El Covid: excusa y herramienta para esclavizarnos

El objetivo COVID-19 parece ser la creación de “una sociedad de control total”, y sobre su postura moral respecto a las vacunas derivadas del aborto no puede haber “ninguna excepción”.

Cuando se le pidió que reflexionara sobre los confinamientos y prohibiciones que se han producido en los dos últimos años, Schneider afirmó que la aplicación similar y universal de estas medidas fue claramente “una exageración desproporcionada” en relación con la amenaza del virus, por lo que ha indicado objetivos que iban más allá de los fines sanitarios.

Mons. Schneider

El obispo de Astana (Kazajistán), Athanasius Schneider, concedió una entrevista a los productores de un documental de próxima difusión, titulado Planet Lockdown.

“Cuando se tiene una sociedad de control total se está muy cerca de una sociedad de esclavos, donde hay un pequeño grupo de élites que controla al resto”.

En la conversación, como siempre, monseñor Schneider dijo varias cosas significativas, incluyendo el recuerdo de las similitudes entre su vida anterior, cuando creció bajo la opresión comunista soviética, y lo que está sucediendo en el mundo occidental hoy.

“¿Por qué están haciendo esto? No es sólo por la salud de las personas, sino que debe haber otro propósito, una especie de propósito político para crear nuevas estructuras y sistemas de vida social, probablemente de más control sobre cada uno de nosotros, es decir, una sociedad de control total. Y cuando se tiene una sociedad de control total se está muy cerca de una sociedad de esclavos, donde se tiene un pequeño grupo de élites que controlan al resto”.

“Esta impresión se mantiene ahora, después de las experiencias de este año de confinamientos y otras medidas, con la necesidad cada vez más urgente de vacunarse. Por lo tanto, se puede creer que existe el objetivo de crear un nuevo sistema social, un orden”, sostiene monseñor.

“Cuando no tienes privacidad, eres un esclavo. Los esclavos no tienen privacidad. Y esto va en contra de la dignidad de la persona humana».

“También tenemos derecho a la privacidad, a no ser controlados por completo. Y cuando no tienes privacidad, eres un esclavo. Los esclavos no tienen privacidad. Y esto va en contra de la dignidad de la persona humana”.

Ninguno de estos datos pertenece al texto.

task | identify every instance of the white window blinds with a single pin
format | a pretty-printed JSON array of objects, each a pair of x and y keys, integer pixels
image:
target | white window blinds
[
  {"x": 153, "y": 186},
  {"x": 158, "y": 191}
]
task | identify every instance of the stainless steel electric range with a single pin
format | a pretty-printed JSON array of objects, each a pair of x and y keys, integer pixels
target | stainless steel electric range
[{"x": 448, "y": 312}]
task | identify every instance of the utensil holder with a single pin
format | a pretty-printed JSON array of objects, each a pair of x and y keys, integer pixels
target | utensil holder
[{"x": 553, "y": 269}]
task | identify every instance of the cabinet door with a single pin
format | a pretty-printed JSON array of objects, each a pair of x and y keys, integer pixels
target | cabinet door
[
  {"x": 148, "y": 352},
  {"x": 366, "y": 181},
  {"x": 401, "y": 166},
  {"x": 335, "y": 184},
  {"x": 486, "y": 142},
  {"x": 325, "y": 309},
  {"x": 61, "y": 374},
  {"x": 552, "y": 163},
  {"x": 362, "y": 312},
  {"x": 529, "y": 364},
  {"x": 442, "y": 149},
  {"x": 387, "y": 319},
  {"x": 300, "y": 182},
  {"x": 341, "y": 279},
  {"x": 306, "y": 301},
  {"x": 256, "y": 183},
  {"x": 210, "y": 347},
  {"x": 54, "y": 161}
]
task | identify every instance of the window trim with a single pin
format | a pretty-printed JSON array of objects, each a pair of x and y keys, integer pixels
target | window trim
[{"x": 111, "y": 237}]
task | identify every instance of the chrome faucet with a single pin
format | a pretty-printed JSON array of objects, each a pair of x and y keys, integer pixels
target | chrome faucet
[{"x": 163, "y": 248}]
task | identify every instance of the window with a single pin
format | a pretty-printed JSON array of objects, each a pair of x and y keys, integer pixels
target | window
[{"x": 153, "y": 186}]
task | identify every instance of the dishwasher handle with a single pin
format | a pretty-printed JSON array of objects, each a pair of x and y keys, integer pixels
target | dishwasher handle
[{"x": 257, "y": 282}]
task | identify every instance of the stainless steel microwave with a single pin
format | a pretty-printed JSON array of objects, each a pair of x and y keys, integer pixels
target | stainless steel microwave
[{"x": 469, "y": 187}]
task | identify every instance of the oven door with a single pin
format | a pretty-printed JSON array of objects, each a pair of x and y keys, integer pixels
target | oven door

“Cuando toda la sociedad se ha sometido al control total, de alguna manera todos somos tratados como personas peligrosas que deben ser controladas. Esto va en contra de la dignidad de los seres humanos creados por Dios”.

El obispo reiteró su postura de rechazo frontal a los productos o experimentos “que utilicen líneas celulares procedentes de un aborto, del asesinato de un niño inocente”.

Monseñor Schneider dijo estar convencido “de que se trata de un mal intrínseco. Y un cristiano no puede, de ninguna manera, bajo ninguna excepción, utilizar legítimamente esta vacuna. Porque ustedes lo saben, con pleno conocimiento y plena libertad, no pueden hacerlo, porque de este modo estarían colaborando en forma próxima, no remota, sino próxima, con la horrible y mortal industria que ahora crece día tras día”.

En cuanto a lo que Schneider denomina “industria fetal”, señala que “hay dos fenómenos que debemos distinguir. Uno es el asesinato de bebés inocentes, es horrible, es el aborto en sí mismo; luego el otro fenómeno horrible es el abuso de sus partes del cuerpo y de sus células por parte de la investigación médica y de la industria que ahora se está expandiendo. Y así, nos acercan a esta horrible y cruel industria, que abusa de los más débiles de nuestra sociedad, los no nacidos y sus partes del cuerpo… No podemos utilizar sus vacunas o medicamentos contaminados por el aborto, desde el momento que tenemos un conocimiento certero de todo esto”.

“Debemos protestar siempre contra esto. Cuando permitimos una excepción, nuestra protesta no es creíble y esto debilita toda nuestra protesta contra esta horrible industria. Y, de hecho, seremos ineficaces”.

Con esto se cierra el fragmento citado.